The most impressive and original of the checks and balances is to be found elsewhere, in the courts, in the institutional doctrine known as ‘judicial supremacy’, or, in other words, the maxim that the Constitution is what the Supreme Court says it is. This was something entirely new.

Yet the legal tradition which the Constitution enshrines was the most English thing about the whole document; and intimations of judicial review – that is to say, of the role of the courts in deciding whether a given law or action is legal or constitutional – abounded in the earlier eighteenth century; the most famous English case being Camden’s finding in favour of Wilkes in the general warrants judgement, and the most famous American case, perhaps, being Thomas Hutchinson’s finding in the opposite sense in the matter of writs of assistance in 1761. The English-speaking world in the eighteenth century rang with appeals to the rights of men and Englishmen, and to the Anglo-Saxon Constitution; who but judges learned in the law could deal with such appeals in the last resort? The pre-eminence of statute law, though a thing accomplished, was not yet a thing generally acknowledged; indeed, the chief eighteenth-century legal monument is Blackstone’s
Commentaries
, a panegyric on the common law that was intensely popular in America; and the common law is essentially judge-determined law.

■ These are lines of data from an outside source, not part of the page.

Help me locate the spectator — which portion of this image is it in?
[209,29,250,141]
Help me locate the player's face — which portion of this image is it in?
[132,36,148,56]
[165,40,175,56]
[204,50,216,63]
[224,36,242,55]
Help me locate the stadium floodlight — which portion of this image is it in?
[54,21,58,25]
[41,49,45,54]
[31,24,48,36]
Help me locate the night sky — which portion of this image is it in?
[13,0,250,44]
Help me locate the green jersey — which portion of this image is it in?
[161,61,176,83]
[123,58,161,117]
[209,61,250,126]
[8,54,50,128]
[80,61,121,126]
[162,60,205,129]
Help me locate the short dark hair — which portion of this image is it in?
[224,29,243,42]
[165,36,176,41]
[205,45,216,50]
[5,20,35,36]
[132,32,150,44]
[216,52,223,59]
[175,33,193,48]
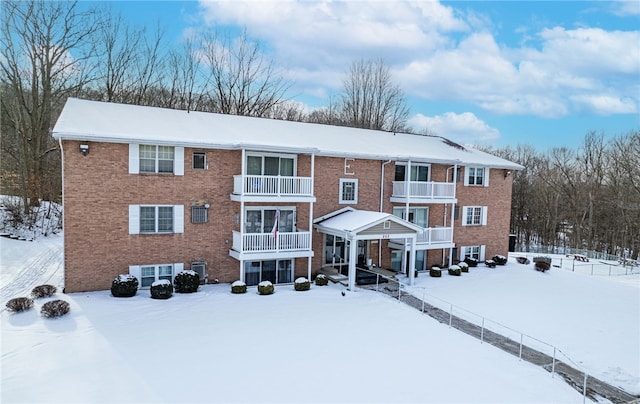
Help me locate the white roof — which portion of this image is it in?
[314,207,423,238]
[53,98,522,170]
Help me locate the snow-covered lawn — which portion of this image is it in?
[0,237,638,403]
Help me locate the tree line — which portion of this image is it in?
[0,0,640,254]
[485,130,640,259]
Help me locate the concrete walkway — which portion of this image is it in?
[362,281,640,403]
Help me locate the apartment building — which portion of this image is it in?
[53,98,522,292]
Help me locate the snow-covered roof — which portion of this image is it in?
[313,207,423,238]
[53,98,522,170]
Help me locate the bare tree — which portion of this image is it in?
[0,0,94,210]
[202,28,292,117]
[341,59,409,132]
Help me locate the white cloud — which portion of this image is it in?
[200,1,640,118]
[408,112,500,144]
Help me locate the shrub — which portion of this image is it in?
[173,271,200,293]
[258,281,276,295]
[40,300,70,318]
[111,274,138,297]
[449,265,462,276]
[491,255,507,265]
[150,279,173,299]
[464,257,478,268]
[231,281,247,293]
[316,274,329,286]
[293,277,311,292]
[6,297,33,313]
[31,285,57,299]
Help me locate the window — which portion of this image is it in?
[247,155,296,177]
[193,152,207,170]
[339,178,358,204]
[139,144,175,173]
[129,205,184,234]
[191,206,209,223]
[395,163,429,182]
[244,260,293,286]
[464,167,489,187]
[460,245,484,261]
[393,206,429,228]
[462,206,487,226]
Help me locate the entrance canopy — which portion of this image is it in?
[313,207,422,290]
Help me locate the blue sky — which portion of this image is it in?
[90,0,640,150]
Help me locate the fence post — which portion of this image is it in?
[518,333,524,360]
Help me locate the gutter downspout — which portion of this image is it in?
[378,160,391,267]
[58,137,67,293]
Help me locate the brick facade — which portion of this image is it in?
[62,140,511,292]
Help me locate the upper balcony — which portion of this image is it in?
[389,227,454,250]
[231,175,316,202]
[229,230,313,260]
[391,181,456,203]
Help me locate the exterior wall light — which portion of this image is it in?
[80,144,89,156]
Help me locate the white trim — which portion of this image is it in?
[173,205,184,234]
[129,143,140,174]
[173,146,184,175]
[129,205,140,234]
[338,178,358,205]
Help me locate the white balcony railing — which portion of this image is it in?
[392,181,456,199]
[233,175,313,197]
[232,231,311,253]
[391,227,453,245]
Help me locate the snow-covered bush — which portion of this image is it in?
[231,281,247,294]
[464,257,478,268]
[258,281,276,295]
[293,277,311,292]
[6,297,33,313]
[173,270,200,293]
[150,279,173,299]
[111,274,138,297]
[40,300,70,318]
[316,274,329,286]
[449,265,462,276]
[491,255,507,265]
[31,285,57,299]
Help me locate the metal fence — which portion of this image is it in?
[360,269,635,403]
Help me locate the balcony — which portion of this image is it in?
[391,181,456,203]
[231,175,316,202]
[389,227,453,250]
[229,231,313,259]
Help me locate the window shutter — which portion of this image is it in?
[173,205,184,233]
[129,144,140,174]
[129,205,140,234]
[173,262,184,278]
[173,147,184,175]
[129,265,142,289]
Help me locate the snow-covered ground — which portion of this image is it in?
[0,236,640,403]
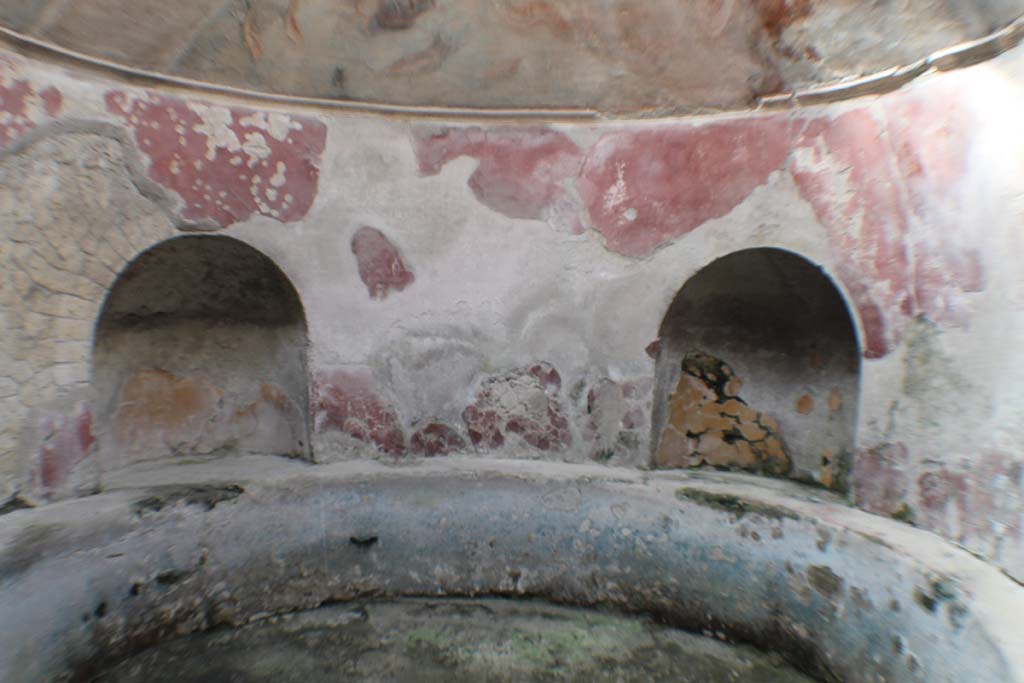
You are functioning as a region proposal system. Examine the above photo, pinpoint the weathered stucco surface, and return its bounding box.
[0,0,1024,113]
[0,38,1024,593]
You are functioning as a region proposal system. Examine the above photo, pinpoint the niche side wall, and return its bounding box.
[652,249,860,490]
[93,236,309,468]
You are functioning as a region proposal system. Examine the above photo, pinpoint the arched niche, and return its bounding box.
[652,248,860,490]
[92,236,309,467]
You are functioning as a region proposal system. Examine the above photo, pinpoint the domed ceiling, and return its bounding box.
[0,0,1024,113]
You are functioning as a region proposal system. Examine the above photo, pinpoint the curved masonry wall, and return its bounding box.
[0,459,1024,683]
[0,37,1024,579]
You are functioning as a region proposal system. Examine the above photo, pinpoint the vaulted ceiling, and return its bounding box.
[0,0,1024,113]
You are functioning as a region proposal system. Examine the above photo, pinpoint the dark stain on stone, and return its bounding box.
[850,586,874,612]
[913,577,968,630]
[676,488,800,520]
[807,565,843,599]
[0,524,60,579]
[134,484,246,517]
[891,503,914,526]
[348,536,380,549]
[654,351,792,476]
[754,0,811,40]
[372,0,434,31]
[913,588,939,612]
[0,494,36,517]
[156,569,188,587]
[816,527,831,552]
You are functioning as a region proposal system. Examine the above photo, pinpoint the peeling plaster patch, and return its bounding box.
[105,90,327,227]
[0,55,63,148]
[352,227,416,299]
[577,117,790,258]
[111,370,305,456]
[416,128,582,227]
[409,422,466,457]
[654,351,791,475]
[312,368,406,456]
[791,93,985,358]
[851,443,910,516]
[462,362,572,451]
[33,403,96,493]
[581,378,653,465]
[916,465,971,541]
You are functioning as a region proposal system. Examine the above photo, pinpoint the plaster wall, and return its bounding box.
[0,49,1024,579]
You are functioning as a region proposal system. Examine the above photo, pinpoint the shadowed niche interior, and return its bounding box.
[93,236,309,468]
[652,249,860,490]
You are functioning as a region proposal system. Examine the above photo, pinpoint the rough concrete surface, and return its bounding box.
[95,599,811,683]
[0,456,1024,683]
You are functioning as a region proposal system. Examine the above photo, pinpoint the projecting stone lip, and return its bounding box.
[0,457,1024,683]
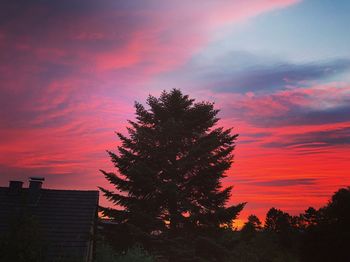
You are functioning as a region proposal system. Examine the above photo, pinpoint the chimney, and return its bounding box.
[29,177,45,206]
[29,177,45,191]
[9,181,23,195]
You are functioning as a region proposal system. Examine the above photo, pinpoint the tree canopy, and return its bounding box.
[100,89,244,260]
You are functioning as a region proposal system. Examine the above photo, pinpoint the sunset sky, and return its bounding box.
[0,0,350,224]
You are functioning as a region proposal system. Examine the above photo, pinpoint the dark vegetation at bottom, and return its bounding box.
[96,188,350,262]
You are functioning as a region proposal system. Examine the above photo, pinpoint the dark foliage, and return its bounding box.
[100,89,244,261]
[301,187,350,262]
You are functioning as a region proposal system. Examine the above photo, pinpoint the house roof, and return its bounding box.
[0,183,99,257]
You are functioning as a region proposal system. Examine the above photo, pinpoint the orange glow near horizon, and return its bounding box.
[0,0,350,224]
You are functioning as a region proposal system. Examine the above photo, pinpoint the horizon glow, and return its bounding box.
[0,0,350,223]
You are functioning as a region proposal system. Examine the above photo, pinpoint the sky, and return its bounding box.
[0,0,350,225]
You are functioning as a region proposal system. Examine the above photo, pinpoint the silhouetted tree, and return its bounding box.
[301,187,350,262]
[241,215,262,239]
[264,207,291,232]
[100,89,244,261]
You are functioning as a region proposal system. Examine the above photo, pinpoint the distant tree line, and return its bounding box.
[100,89,350,262]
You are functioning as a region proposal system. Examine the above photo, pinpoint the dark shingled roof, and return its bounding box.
[0,184,99,261]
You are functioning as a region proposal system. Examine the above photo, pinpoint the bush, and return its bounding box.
[95,243,155,262]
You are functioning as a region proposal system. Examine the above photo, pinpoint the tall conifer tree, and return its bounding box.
[100,89,244,256]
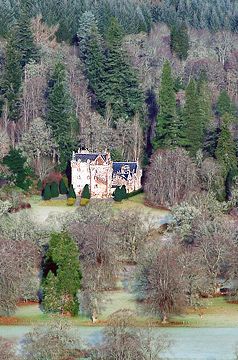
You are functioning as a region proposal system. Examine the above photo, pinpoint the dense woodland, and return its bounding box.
[0,0,238,360]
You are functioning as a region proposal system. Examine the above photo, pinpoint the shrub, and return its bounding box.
[127,188,143,198]
[113,186,124,202]
[67,198,76,206]
[50,182,59,198]
[59,178,68,195]
[81,184,91,199]
[42,184,52,200]
[80,198,89,206]
[68,184,76,199]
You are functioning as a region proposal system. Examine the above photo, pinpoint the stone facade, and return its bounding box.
[71,149,142,198]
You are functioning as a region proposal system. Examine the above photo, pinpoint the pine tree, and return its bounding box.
[182,80,204,156]
[42,184,52,200]
[68,184,76,199]
[46,63,75,170]
[50,182,59,198]
[2,34,22,121]
[217,90,235,117]
[37,179,43,191]
[215,113,237,178]
[14,3,39,67]
[3,148,31,190]
[59,178,68,195]
[42,232,81,315]
[197,75,213,132]
[153,61,180,149]
[77,11,97,63]
[85,23,105,112]
[103,18,143,123]
[81,184,91,199]
[170,24,189,60]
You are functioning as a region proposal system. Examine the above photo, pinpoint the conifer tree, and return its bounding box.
[59,178,68,195]
[170,23,189,60]
[85,23,105,112]
[197,77,213,132]
[68,184,76,199]
[77,11,97,63]
[2,34,22,121]
[3,148,31,190]
[103,18,143,123]
[182,80,204,156]
[42,184,52,200]
[14,2,39,67]
[81,184,91,199]
[50,182,59,198]
[217,90,235,117]
[153,61,180,149]
[42,232,81,315]
[215,113,237,178]
[46,63,76,170]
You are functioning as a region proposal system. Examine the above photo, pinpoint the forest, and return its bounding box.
[0,0,238,360]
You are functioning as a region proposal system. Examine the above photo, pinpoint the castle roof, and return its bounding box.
[74,153,107,162]
[112,161,138,179]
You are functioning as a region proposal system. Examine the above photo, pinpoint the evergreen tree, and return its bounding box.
[182,80,204,156]
[37,179,43,191]
[50,182,59,198]
[153,61,180,149]
[102,18,143,123]
[42,184,52,200]
[85,24,105,112]
[68,184,76,199]
[14,3,39,67]
[113,186,123,202]
[3,148,31,190]
[42,232,81,315]
[217,90,235,117]
[197,75,213,133]
[170,23,189,60]
[81,184,91,199]
[215,113,237,178]
[46,63,76,170]
[2,34,22,121]
[77,11,97,63]
[59,178,68,195]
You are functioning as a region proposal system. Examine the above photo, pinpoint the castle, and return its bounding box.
[71,149,142,198]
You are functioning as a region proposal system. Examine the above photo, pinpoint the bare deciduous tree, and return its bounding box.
[135,242,187,323]
[144,148,197,207]
[92,309,170,360]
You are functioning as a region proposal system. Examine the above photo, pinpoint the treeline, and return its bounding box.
[152,0,238,32]
[0,0,152,42]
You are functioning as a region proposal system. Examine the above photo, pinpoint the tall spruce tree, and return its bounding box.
[42,232,81,315]
[170,23,189,60]
[182,80,204,156]
[85,23,105,112]
[103,18,143,123]
[14,1,39,67]
[1,34,22,121]
[197,75,213,132]
[46,63,76,170]
[153,61,180,149]
[215,113,237,178]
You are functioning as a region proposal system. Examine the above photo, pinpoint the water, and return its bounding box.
[0,326,238,360]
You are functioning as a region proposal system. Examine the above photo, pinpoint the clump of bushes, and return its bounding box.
[67,198,76,206]
[80,184,91,206]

This was the background; but as usual the members of the convention had more practical concerns at the forefront of their minds. They were anxious to entrench the judiciary in the political process, seeing the judges, rightly, as pillars of the settled order of things; but in the end caution, common sense and their own disagreements led them to abandon the idea of setting up a Constitutional Council of Revision, in which the President and the Supreme Court together would have passed on the constitutionality of the laws proposed by Congress. Indeed, so cautious were they that although they clearly understood the idea of judicial review, they refrained from mentioning it in the Constitution; its inevitability and desirability were first brought out by Hamilton in
The Federalist
. The utmost the Founding Fathers did was to declare (Art. VI, sec. 2) that the Constitution and treaties made under its authority were ‘the supreme law of the land’. The wise might well infer that a law must be interpreted by judges, to be effected, and imposed by their decisions; the matter remained to be spelled out, the theory to be tested.